Les contes produits par les gens du désert se distinguent de la littérature populaire en général par la nature de leurs personnages et la spécificité de leur contenu narratif. Une partie des personnages portent en effet des noms ou des appellations qui renvoient à la fonction pour laquelle ils ont été inventés. Ce sont en effet des personnages légendaires dotés d’une fonctionnalité, sans être pour autant liés à un moment historique précis. On pensera à Abu Dirâya (l’homme qui en sait beaucoup), Al Jathum (l’immobile), Abu Maghwy (celui qui séduit), al Daid’a (celui qui se dandine) … 

Pour le contenu, nous avons constaté que la plupart des histoires et contes du Golfe arabe, tournent autour de la défense faite aux enfants, aux femmes ou aux hommes de commettre telle ou telle action. Nous avons également constaté à quel point les femmes participaient à la création du conte et fable populaires du Golfe.

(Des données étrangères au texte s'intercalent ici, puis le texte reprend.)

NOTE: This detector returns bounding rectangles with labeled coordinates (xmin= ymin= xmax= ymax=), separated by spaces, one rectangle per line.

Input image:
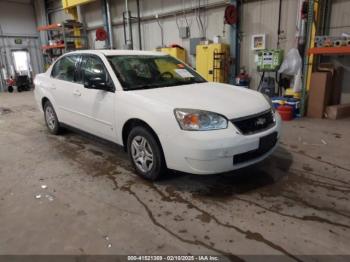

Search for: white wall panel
xmin=0 ymin=1 xmax=37 ymax=36
xmin=330 ymin=0 xmax=350 ymax=104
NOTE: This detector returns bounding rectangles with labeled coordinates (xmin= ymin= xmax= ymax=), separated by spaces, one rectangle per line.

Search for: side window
xmin=51 ymin=56 xmax=79 ymax=82
xmin=80 ymin=56 xmax=113 ymax=90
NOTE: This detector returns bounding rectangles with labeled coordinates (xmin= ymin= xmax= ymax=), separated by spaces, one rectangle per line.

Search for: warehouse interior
xmin=0 ymin=0 xmax=350 ymax=261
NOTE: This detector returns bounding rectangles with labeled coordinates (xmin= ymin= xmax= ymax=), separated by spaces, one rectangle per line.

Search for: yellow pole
xmin=306 ymin=1 xmax=319 ymax=90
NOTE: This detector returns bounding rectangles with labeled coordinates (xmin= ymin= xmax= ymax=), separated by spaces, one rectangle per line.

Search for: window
xmin=108 ymin=55 xmax=206 ymax=90
xmin=79 ymin=56 xmax=114 ymax=91
xmin=51 ymin=55 xmax=79 ymax=82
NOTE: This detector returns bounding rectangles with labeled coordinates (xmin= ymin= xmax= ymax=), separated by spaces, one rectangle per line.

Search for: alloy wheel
xmin=131 ymin=136 xmax=153 ymax=173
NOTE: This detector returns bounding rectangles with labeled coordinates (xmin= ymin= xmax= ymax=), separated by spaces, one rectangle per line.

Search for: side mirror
xmin=84 ymin=77 xmax=112 ymax=91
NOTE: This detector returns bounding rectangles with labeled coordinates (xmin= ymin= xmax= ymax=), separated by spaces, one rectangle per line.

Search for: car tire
xmin=127 ymin=126 xmax=166 ymax=181
xmin=44 ymin=101 xmax=61 ymax=135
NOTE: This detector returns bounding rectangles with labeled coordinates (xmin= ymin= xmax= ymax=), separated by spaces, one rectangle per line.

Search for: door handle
xmin=73 ymin=90 xmax=81 ymax=96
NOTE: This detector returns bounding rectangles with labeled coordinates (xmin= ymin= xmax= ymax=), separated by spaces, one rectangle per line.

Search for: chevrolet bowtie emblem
xmin=255 ymin=117 xmax=266 ymax=126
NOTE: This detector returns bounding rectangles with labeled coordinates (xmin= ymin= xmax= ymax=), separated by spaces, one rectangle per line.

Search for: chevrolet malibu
xmin=34 ymin=50 xmax=281 ymax=180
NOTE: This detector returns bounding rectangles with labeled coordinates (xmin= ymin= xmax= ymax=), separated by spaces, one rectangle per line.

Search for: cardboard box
xmin=325 ymin=104 xmax=350 ymax=120
xmin=307 ymin=72 xmax=332 ymax=118
xmin=318 ymin=63 xmax=344 ymax=105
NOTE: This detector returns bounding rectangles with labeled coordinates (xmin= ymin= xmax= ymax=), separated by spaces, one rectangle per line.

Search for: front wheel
xmin=44 ymin=101 xmax=61 ymax=135
xmin=127 ymin=126 xmax=166 ymax=181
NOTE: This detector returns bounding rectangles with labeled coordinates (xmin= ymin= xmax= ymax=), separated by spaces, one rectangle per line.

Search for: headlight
xmin=263 ymin=95 xmax=275 ymax=112
xmin=174 ymin=109 xmax=228 ymax=131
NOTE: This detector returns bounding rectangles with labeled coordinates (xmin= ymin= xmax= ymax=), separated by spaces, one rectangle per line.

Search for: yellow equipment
xmin=62 ymin=0 xmax=95 ymax=9
xmin=157 ymin=47 xmax=187 ymax=63
xmin=196 ymin=44 xmax=230 ymax=83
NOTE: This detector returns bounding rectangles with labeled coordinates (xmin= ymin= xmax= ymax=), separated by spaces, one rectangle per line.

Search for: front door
xmin=79 ymin=55 xmax=116 ymax=141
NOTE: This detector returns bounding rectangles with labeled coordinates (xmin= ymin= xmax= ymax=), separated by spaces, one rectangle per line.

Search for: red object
xmin=41 ymin=44 xmax=65 ymax=50
xmin=37 ymin=24 xmax=61 ymax=31
xmin=277 ymin=106 xmax=293 ymax=121
xmin=225 ymin=5 xmax=238 ymax=25
xmin=169 ymin=44 xmax=185 ymax=49
xmin=96 ymin=28 xmax=107 ymax=41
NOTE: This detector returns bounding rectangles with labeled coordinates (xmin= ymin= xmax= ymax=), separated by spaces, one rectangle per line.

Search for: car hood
xmin=129 ymin=83 xmax=270 ymax=119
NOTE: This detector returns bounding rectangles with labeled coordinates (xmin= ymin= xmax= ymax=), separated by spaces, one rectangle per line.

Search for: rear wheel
xmin=44 ymin=101 xmax=61 ymax=135
xmin=127 ymin=126 xmax=166 ymax=181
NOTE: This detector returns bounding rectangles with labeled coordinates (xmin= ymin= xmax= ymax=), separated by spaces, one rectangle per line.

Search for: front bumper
xmin=160 ymin=113 xmax=281 ymax=175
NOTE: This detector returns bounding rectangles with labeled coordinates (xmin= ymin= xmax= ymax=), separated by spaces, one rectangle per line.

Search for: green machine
xmin=257 ymin=49 xmax=283 ymax=72
xmin=256 ymin=49 xmax=283 ymax=97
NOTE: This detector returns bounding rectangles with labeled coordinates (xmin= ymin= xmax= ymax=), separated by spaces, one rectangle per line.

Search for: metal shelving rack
xmin=38 ymin=20 xmax=89 ymax=65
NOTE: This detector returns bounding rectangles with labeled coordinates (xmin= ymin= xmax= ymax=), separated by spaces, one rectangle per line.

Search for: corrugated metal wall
xmin=45 ymin=0 xmax=350 ymax=93
xmin=45 ymin=0 xmax=298 ymax=88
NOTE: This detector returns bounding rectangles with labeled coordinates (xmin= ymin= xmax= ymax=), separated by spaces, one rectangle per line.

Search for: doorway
xmin=12 ymin=50 xmax=32 ymax=79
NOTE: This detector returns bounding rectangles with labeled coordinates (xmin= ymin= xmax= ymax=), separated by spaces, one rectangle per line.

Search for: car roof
xmin=69 ymin=49 xmax=167 ymax=56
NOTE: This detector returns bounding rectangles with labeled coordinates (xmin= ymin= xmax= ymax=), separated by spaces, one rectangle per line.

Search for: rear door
xmin=49 ymin=55 xmax=86 ymax=128
xmin=78 ymin=54 xmax=116 ymax=141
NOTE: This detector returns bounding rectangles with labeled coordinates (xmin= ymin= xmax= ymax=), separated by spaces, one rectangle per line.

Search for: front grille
xmin=231 ymin=110 xmax=275 ymax=135
xmin=233 ymin=132 xmax=277 ymax=165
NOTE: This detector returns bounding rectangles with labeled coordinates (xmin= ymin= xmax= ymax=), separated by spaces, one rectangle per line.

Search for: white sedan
xmin=34 ymin=50 xmax=281 ymax=180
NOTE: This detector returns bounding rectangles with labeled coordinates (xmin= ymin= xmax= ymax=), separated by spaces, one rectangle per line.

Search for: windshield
xmin=107 ymin=55 xmax=206 ymax=90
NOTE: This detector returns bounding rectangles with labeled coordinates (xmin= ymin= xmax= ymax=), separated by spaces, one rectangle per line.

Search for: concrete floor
xmin=0 ymin=92 xmax=350 ymax=260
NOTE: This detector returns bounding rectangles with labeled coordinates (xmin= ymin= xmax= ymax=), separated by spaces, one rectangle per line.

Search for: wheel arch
xmin=41 ymin=96 xmax=51 ymax=110
xmin=122 ymin=118 xmax=164 ymax=160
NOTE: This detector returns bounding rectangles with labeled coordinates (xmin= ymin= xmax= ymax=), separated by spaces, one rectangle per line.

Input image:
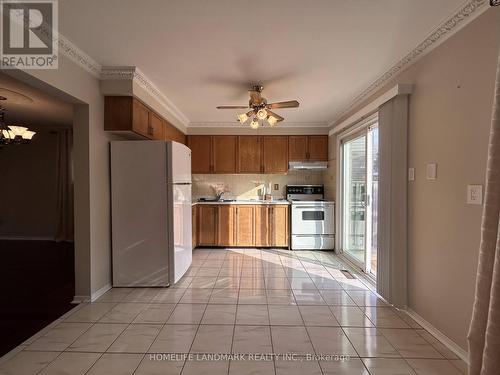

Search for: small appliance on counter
xmin=111 ymin=141 xmax=192 ymax=287
xmin=286 ymin=185 xmax=335 ymax=250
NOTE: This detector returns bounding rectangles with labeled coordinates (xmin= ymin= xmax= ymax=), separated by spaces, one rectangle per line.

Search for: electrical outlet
xmin=408 ymin=168 xmax=415 ymax=181
xmin=427 ymin=163 xmax=437 ymax=181
xmin=467 ymin=185 xmax=483 ymax=205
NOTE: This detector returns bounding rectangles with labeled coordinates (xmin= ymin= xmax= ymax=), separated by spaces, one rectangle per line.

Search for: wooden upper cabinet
xmin=132 ymin=100 xmax=149 ymax=137
xmin=307 ymin=135 xmax=328 ymax=161
xmin=148 ymin=112 xmax=165 ymax=141
xmin=255 ymin=205 xmax=271 ymax=247
xmin=262 ymin=136 xmax=288 ymax=173
xmin=238 ymin=135 xmax=263 ymax=173
xmin=197 ymin=205 xmax=217 ymax=246
xmin=188 ymin=135 xmax=212 ymax=173
xmin=217 ymin=205 xmax=235 ymax=246
xmin=288 ymin=135 xmax=307 ymax=161
xmin=235 ymin=205 xmax=255 ymax=246
xmin=104 ymin=96 xmax=186 ymax=144
xmin=269 ymin=205 xmax=290 ymax=246
xmin=212 ymin=135 xmax=238 ymax=173
xmin=163 ymin=120 xmax=186 ymax=145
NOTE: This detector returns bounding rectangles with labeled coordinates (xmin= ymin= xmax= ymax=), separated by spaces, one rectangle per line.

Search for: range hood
xmin=288 ymin=161 xmax=328 ymax=171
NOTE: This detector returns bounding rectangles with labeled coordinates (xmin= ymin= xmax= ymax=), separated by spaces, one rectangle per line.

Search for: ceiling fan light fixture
xmin=238 ymin=113 xmax=248 ymax=124
xmin=257 ymin=108 xmax=267 ymax=120
xmin=267 ymin=116 xmax=278 ymax=126
xmin=22 ymin=130 xmax=36 ymax=141
xmin=250 ymin=117 xmax=259 ymax=129
xmin=9 ymin=126 xmax=28 ymax=137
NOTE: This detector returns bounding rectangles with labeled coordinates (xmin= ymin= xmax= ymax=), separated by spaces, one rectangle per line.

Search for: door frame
xmin=335 ymin=110 xmax=378 ymax=279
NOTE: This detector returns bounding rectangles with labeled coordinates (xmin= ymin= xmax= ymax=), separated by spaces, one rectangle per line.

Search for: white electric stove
xmin=286 ymin=185 xmax=335 ymax=250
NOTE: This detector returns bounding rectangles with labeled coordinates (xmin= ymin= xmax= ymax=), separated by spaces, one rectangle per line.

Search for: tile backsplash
xmin=192 ymin=171 xmax=324 ymax=199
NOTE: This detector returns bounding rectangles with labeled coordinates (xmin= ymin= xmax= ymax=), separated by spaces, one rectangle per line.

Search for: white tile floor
xmin=0 ymin=249 xmax=465 ymax=375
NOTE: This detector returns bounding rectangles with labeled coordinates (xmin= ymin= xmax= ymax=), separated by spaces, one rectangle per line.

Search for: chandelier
xmin=0 ymin=97 xmax=36 ymax=146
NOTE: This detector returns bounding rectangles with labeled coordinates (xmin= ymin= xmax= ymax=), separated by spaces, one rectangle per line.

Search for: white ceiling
xmin=59 ymin=0 xmax=464 ymax=125
xmin=0 ymin=73 xmax=73 ymax=130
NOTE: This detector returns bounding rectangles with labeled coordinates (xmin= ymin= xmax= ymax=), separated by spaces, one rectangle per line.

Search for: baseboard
xmin=401 ymin=308 xmax=469 ymax=364
xmin=71 ymin=295 xmax=90 ymax=305
xmin=0 ymin=235 xmax=55 ymax=241
xmin=90 ymin=284 xmax=112 ymax=302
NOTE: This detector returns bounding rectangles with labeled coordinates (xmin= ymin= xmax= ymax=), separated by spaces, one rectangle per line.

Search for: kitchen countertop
xmin=192 ymin=199 xmax=290 ymax=206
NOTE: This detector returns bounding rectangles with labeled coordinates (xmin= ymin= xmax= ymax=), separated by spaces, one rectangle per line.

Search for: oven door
xmin=292 ymin=203 xmax=335 ymax=234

Pour les histoires et légendes héroïques, elles ont pour thème central la glorification des valeurs du bien, du vrai et du beau. 

Il nous est en outre apparu que le conte populaire dans la région du Golfe arabe est riche en symboles et en paroles de sagesse et nous donne une vision exhaustive de l’humain. Le conte aborde en effet la totalité des aspects de la vie, sa grande richesse et la multiplicité de ses genres et ramifications font de sa préservation un devoir national exigeant la conjugaison des efforts tant individuels qu’institutionnels. Le meilleur témoignage en est cette belle entreprise collective couronnée par la publication de L’Encyclopédie des contes populaires bahreïnis : mille et un contes. Cette œuvre fut élaborée, coordonnée et rédigée par Mme le Dr Dhia al Kaabi sur la base d’une idée du poète bahreïni Ali Abdalla Khalifa qui a attiré l’attention du Dr al Kaabi, spécialiste en textes narratifs, sur l’absence d’un ouvrage réunissant les contes populaires de Bahreïn en dépit de la richesse, de la diversité et de la grande inventivité de ces récits. Le poète a en même temps souligné la nécessité de consigner les contes populaires de ce pays dans les dialectes populaires qui y figurent oralement sans chercher à les transcrire en arabe littéral, de sorte que soit préservé leur caractère populaire oral. 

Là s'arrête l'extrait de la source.